E Ferraris. E micro-ondas. E smartphones. E, evidentemente, antenas parabólicas
e descodificadores para a malta do pontapé-na-bola ver futebol na TV.
A regionalização, meus amigos, é
o novo milagre das rosas, que se transformam em pãezinhos (e não estes em
rosas) no regaço dos presidentes dos executivos regionais (tal como já sucedia,
aliás, no regaço do doutor Alberto João Jardim). E assim, com tanto pão, é uma
autêntica revolução gastronómica que se prepara. De fazer inveja a Galileu e a
Copérnico. Porque a regionalização, digo-vos eu, é o novo Sol da Terra, em
volta do qual passarão a girar os estômagos de todas as portuguesas e
portugueses. Sim, eu vi o futuro radioso. Nele haverá acepipes de arromba e
iguarias prodigiosas - até hoje desconhecidas do homo lusitanus, mas
absolutamente dignas de Pantagruel - tais como o cozido à portuguesa, a
feijoada à transmontana, as tripas à moda do Porto e a açorda à alentejana (sem
esquecer as favas com chouriço e entrecosto, evidentemente). E também haverá
vinho, a rodos e a granel, de fazer estalar o céu-da-boca. E o vinho será tinto
e será branco – mas, atenção, em algumas regiões do país também será verde.

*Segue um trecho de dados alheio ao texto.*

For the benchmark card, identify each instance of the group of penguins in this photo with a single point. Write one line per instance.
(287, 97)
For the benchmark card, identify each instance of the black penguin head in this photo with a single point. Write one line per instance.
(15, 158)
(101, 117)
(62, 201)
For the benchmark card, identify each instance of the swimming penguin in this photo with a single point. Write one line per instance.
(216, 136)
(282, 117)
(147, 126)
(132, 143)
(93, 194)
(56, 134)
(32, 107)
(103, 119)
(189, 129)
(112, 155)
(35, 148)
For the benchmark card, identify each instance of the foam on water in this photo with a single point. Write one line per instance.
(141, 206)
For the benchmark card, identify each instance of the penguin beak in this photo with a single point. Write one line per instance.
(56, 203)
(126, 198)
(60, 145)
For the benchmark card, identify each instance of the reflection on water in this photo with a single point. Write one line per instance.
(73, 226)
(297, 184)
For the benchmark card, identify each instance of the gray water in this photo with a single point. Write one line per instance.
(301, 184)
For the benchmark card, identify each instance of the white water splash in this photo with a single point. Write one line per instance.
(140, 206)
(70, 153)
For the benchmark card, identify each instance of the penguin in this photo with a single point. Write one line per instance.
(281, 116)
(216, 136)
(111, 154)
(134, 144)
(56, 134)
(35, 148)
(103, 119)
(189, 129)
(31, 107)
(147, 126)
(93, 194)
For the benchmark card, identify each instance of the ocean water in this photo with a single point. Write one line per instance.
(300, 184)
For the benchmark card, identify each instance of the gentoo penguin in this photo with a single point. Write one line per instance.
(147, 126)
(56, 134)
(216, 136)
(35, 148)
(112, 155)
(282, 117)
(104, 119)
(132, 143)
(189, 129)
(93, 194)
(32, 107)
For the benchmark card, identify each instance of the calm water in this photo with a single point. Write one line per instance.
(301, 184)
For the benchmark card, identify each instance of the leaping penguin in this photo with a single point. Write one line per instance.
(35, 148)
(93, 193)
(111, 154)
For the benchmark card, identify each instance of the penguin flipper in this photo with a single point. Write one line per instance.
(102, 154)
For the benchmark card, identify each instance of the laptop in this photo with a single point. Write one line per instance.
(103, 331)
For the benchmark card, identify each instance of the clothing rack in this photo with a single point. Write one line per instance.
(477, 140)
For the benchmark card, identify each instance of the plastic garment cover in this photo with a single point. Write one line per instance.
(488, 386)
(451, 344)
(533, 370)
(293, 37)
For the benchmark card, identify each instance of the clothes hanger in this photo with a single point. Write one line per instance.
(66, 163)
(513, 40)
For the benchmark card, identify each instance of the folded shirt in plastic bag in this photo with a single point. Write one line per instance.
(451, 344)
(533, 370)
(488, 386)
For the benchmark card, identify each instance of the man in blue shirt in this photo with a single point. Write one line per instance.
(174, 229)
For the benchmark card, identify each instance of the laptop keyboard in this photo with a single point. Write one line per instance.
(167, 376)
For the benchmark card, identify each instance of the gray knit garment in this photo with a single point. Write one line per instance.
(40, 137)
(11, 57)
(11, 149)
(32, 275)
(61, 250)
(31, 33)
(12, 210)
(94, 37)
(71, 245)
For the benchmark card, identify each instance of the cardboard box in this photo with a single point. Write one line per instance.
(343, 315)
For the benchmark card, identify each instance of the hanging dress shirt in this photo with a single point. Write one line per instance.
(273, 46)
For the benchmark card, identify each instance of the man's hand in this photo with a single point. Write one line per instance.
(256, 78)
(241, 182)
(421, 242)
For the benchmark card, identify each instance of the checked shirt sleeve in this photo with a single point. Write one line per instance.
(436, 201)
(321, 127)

Como o Sporting, que voltará, finalmente, a ser campeão, logo que o Porto e o
Benfica comecem a jogar na Superliga Europeia (o que é tão certo como Bill
Clinton passar a ter juízo e Boris Ieltsin deixar de beber vodka). E haverá,
ainda, o Boi Ápis de Barrancos: será morto e renascerá todos os anos – para
gáudio dos nossos estômagos, iracúndia dos juízes, repouso da GNR e sossego do
ministro Armando Vara.
Sim, eu vi o futuro radioso. E digo-lhes
que a regionalização há-de ser - sobretudo quando cantada por Quim Barreiros -
o “Viagra” dos portugueses. Com ela, haverá um espantoso incremento da
procriação, que é tão necessária ao povoamento do Portugal interior, recôndito
e desertificado. Sem ela, o desastre demográfico seria inevitável, e os
portugueses tornar-se-iam uma “espécie em vias de extinção” - e o homo
lusitanus passaria a ser tão raro como o lince da Malcata… Por isso eu digo:
“Vão por mim. Não estejam assim
tão carrancudos. Façam como os Monty Python. Divirtam-se à brava com tudo isto.
Não deixem que o ar fique tão carregado como nos tempos do ‘cavaquismo’. Olhem
que uma reforma destas não se faz todos os séculos. E, feita esta, não será
preciso fazer mais nenhuma...”
De resto, quanto ao que ela
custaria, “é só fazer as contas”, como diria Guterres.